Ron Rivera is the jackass who sits down at the Blackjack table, doubles down on 18 and hits a three. Then the dealer gets a 10 on a 10, screws the whole table except for … guess who … the jackass who hit on 18. I mean, seriously, how can you gamble that hardcore all year long and it pays off 12 times? Every time the Panthers won I felt more and more anger and it all boiled over with that “win” over New England in Week 11 last year …
#4 – Patriots-Panthers, Week 11 of 2013
There are two games in NFL history that stick out in my mind as total screwjobs: the Seahawks’ win over Green Bay (couldn’t have happened to a better team) two years ago where Seahawks quarterback Russell Wilson’s ball was intercepted and caught for a touchdown … at the same time, and the Patriots-Panthers game last year. I don’t really like either team, but what I hate more than the teams I hate is when my favorite game gets cheated. In case you forgot the scenario – Brady’s Pats were trailing 24-20 with time expiring and they were in the red zone ready to take the lead. Brady gunned a ball into the end zone looking for his tight end Rob Gronkowski, except Panthers linebacker Luke Kuechly had his arms wrapped around Gronks so he couldn’t get the pass. Incomplete pass. No flag. Game over.
It’s pretty clear Gronks is being held. Yet the refs backtracked and dug deep into the rulebook citing some bogus “returning to the ball” rule. Carolina’s win streak endured and Tom Brady still got his team to the AFC Championship game with Casper the Friendly Ghost, and Ham from The Sandlot as his star receivers. Karma, Carolina. Karma.

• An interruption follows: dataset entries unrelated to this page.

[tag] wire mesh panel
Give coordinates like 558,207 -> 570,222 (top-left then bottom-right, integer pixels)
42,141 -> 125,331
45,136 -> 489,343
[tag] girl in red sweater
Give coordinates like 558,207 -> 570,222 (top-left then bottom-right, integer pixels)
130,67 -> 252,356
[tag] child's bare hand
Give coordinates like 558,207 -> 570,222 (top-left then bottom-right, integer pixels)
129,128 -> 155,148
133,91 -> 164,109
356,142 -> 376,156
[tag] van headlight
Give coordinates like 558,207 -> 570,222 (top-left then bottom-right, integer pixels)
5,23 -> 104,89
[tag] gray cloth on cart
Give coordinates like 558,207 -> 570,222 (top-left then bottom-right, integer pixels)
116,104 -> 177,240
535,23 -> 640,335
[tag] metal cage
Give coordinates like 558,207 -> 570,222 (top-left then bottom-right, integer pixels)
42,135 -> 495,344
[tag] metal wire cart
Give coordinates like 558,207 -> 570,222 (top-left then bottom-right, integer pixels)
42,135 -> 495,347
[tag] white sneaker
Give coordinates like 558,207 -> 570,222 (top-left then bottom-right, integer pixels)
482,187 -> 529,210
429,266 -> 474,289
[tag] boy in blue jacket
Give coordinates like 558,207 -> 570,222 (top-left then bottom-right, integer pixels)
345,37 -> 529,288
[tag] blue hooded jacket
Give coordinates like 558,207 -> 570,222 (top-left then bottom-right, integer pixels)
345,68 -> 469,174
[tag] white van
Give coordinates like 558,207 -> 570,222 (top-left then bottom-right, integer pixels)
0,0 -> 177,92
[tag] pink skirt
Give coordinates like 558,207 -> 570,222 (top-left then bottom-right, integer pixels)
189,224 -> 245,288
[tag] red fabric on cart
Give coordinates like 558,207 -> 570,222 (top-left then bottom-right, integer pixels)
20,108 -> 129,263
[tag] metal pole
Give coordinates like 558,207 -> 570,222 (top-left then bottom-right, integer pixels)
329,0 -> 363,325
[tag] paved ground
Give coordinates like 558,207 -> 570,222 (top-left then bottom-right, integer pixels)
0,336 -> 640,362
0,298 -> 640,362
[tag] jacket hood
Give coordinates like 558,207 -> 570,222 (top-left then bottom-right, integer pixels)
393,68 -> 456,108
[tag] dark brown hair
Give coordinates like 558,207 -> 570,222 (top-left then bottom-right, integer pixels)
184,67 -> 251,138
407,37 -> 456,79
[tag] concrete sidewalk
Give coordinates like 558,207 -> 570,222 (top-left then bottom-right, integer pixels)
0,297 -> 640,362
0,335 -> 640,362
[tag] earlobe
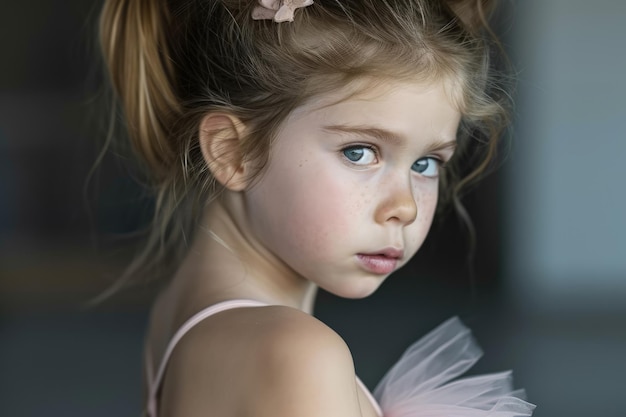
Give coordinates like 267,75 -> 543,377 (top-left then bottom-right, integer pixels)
198,113 -> 247,191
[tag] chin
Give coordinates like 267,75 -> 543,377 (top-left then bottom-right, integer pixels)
324,277 -> 384,300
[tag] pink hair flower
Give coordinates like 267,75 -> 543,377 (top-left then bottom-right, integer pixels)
252,0 -> 313,23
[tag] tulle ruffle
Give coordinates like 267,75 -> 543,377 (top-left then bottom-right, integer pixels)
374,317 -> 535,417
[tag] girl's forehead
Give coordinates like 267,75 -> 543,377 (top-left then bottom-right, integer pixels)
291,79 -> 460,118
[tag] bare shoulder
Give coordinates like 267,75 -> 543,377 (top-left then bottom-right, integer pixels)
160,306 -> 361,417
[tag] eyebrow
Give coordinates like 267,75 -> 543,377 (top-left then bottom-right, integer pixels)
324,125 -> 457,152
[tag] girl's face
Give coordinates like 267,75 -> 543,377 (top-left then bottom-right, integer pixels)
245,79 -> 460,298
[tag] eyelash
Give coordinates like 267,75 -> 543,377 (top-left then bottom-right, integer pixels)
340,144 -> 446,178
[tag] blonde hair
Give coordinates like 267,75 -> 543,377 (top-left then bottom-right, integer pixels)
100,0 -> 508,290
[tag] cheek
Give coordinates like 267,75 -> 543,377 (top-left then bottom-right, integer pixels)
407,184 -> 438,252
286,166 -> 356,254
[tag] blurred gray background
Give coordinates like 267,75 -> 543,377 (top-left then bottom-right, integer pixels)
0,0 -> 626,417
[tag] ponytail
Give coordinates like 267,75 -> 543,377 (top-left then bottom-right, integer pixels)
100,0 -> 181,177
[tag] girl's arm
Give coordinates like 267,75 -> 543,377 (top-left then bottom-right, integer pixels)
159,307 -> 362,417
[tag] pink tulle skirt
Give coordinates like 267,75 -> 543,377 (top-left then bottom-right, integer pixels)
374,318 -> 535,417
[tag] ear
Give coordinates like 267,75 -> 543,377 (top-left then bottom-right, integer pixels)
198,113 -> 248,191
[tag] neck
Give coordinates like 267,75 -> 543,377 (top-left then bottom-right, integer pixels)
177,191 -> 317,314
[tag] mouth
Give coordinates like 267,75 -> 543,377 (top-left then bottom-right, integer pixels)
357,248 -> 404,275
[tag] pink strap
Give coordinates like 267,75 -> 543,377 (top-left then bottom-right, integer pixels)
146,300 -> 267,417
356,376 -> 383,417
146,300 -> 383,417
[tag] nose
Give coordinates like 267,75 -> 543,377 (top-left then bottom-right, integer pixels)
376,178 -> 417,225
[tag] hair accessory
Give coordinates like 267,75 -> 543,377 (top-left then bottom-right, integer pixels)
252,0 -> 313,23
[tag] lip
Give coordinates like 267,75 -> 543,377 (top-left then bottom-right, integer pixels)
357,248 -> 404,275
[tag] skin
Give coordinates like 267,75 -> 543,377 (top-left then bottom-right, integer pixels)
148,82 -> 460,417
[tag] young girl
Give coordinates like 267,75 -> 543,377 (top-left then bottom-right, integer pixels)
100,0 -> 533,417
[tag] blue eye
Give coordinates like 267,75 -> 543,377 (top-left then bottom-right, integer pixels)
411,157 -> 441,178
341,145 -> 376,165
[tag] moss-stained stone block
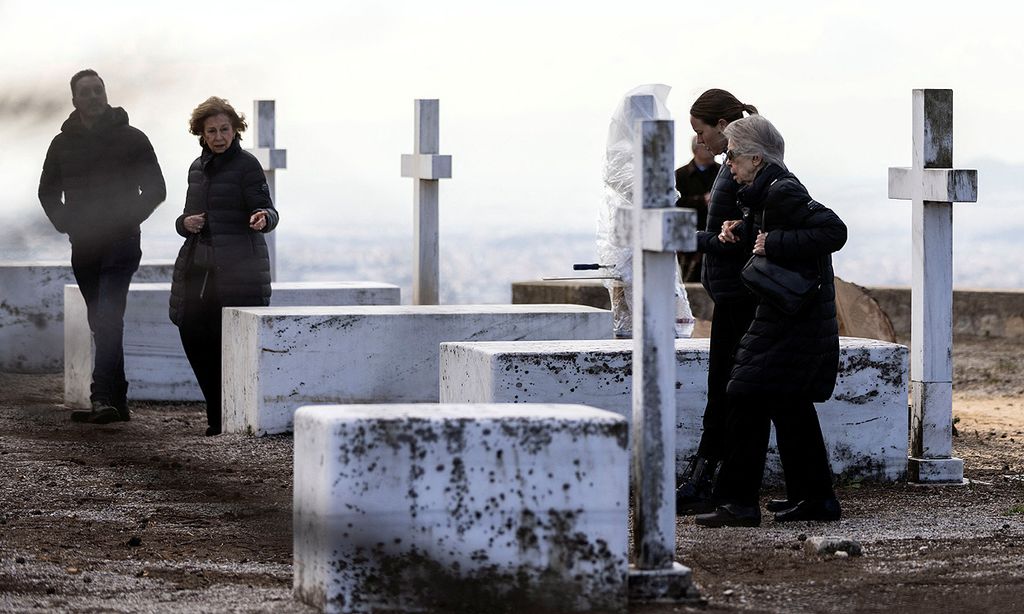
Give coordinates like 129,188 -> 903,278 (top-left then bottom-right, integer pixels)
440,337 -> 908,481
65,281 -> 400,407
0,261 -> 174,374
222,305 -> 611,435
293,404 -> 629,612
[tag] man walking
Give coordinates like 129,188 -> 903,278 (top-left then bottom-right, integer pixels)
39,70 -> 167,424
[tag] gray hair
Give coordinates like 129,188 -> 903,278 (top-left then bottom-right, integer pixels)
723,115 -> 788,170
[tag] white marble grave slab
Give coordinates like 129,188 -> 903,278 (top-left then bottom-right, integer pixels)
440,337 -> 908,480
0,261 -> 174,374
292,404 -> 629,612
222,305 -> 611,435
65,281 -> 400,407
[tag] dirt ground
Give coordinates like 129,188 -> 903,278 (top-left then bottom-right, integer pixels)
0,340 -> 1024,614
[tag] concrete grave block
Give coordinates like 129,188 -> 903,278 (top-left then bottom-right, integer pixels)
65,281 -> 400,407
440,337 -> 908,480
222,305 -> 611,435
0,261 -> 174,374
293,404 -> 629,612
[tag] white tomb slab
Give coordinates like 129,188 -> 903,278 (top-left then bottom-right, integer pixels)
440,337 -> 908,480
292,403 -> 629,612
0,261 -> 174,374
222,305 -> 611,435
65,281 -> 400,407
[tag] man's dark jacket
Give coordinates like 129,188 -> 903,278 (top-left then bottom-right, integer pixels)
727,165 -> 847,401
39,106 -> 167,246
170,138 -> 279,324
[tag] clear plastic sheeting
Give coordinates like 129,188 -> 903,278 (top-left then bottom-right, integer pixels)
597,84 -> 694,338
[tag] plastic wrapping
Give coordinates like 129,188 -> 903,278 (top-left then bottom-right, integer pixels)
597,84 -> 694,338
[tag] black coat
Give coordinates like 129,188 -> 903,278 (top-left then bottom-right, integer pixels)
39,106 -> 167,245
726,165 -> 847,401
697,165 -> 754,304
170,138 -> 279,324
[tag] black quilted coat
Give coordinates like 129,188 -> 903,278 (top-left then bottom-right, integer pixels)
697,165 -> 754,304
39,106 -> 167,246
170,138 -> 279,324
727,165 -> 847,402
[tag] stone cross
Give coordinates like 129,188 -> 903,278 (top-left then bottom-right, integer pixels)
401,99 -> 452,305
630,108 -> 696,601
249,100 -> 288,279
889,89 -> 978,483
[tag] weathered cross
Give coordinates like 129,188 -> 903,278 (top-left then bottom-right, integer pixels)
629,96 -> 696,601
889,89 -> 978,483
401,99 -> 452,305
250,100 -> 288,279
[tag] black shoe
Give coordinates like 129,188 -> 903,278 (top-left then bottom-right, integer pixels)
71,401 -> 127,425
765,499 -> 797,512
114,399 -> 131,422
693,503 -> 761,528
676,456 -> 719,516
775,497 -> 843,522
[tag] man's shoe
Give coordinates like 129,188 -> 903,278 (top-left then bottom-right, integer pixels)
71,401 -> 122,425
676,456 -> 719,516
775,497 -> 843,522
693,503 -> 761,528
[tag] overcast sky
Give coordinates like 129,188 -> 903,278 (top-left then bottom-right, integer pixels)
0,0 -> 1024,286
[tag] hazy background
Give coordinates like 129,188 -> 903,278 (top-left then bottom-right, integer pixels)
0,0 -> 1024,303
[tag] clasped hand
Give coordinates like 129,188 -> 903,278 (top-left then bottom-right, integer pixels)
718,220 -> 768,256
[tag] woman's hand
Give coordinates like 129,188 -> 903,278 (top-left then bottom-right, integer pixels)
181,213 -> 206,234
249,209 -> 266,232
718,220 -> 742,243
754,231 -> 768,256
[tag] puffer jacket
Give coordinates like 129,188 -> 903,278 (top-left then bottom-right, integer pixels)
697,165 -> 754,304
39,106 -> 167,245
170,138 -> 279,324
726,165 -> 847,402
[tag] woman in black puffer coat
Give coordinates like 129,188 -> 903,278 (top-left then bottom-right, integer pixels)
696,116 -> 847,527
170,96 -> 278,435
676,89 -> 758,515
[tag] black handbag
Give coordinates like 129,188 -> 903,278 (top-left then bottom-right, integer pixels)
739,256 -> 821,315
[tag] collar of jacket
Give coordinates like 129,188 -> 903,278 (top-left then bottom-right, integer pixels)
736,163 -> 793,209
60,104 -> 128,134
201,135 -> 242,173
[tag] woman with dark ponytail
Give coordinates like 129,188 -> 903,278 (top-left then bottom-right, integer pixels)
676,89 -> 758,514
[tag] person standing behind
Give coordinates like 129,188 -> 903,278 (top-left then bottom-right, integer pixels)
676,89 -> 758,514
676,136 -> 722,281
170,96 -> 278,436
39,70 -> 167,424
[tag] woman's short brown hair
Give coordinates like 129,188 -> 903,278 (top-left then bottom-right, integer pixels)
188,96 -> 249,144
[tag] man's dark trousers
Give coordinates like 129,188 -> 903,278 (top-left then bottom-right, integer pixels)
71,234 -> 142,408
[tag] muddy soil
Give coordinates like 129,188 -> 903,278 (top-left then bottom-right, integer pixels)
0,340 -> 1024,614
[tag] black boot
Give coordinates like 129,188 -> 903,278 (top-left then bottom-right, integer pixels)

#5 – You’re going to ruin Luke Kuechly just like you ruined Julius Peppers
By “ruin” I really mean “waste.” Peppers is going to go down as one of the best defensive ends of this era and he wasted eight years on a team that never lived up to their potential. Remember Carolina went to (and lost) the Super Bowl in 2003 (Peppers’ second year), lost in the NFC Championship the next year, then went 35-29 over the next four years with one playoff appearance before Peppers left for the Bears and went to the NFC Championship again his first year there. I fear the supremely talented Luke Kuechly will suffer the same future. An uber-talented defender who has Hall of Fame potential wasting away on a team destined to be 7-9, 8-8, or 10-6 every year and will struggle to make the playoffs the rest of his career.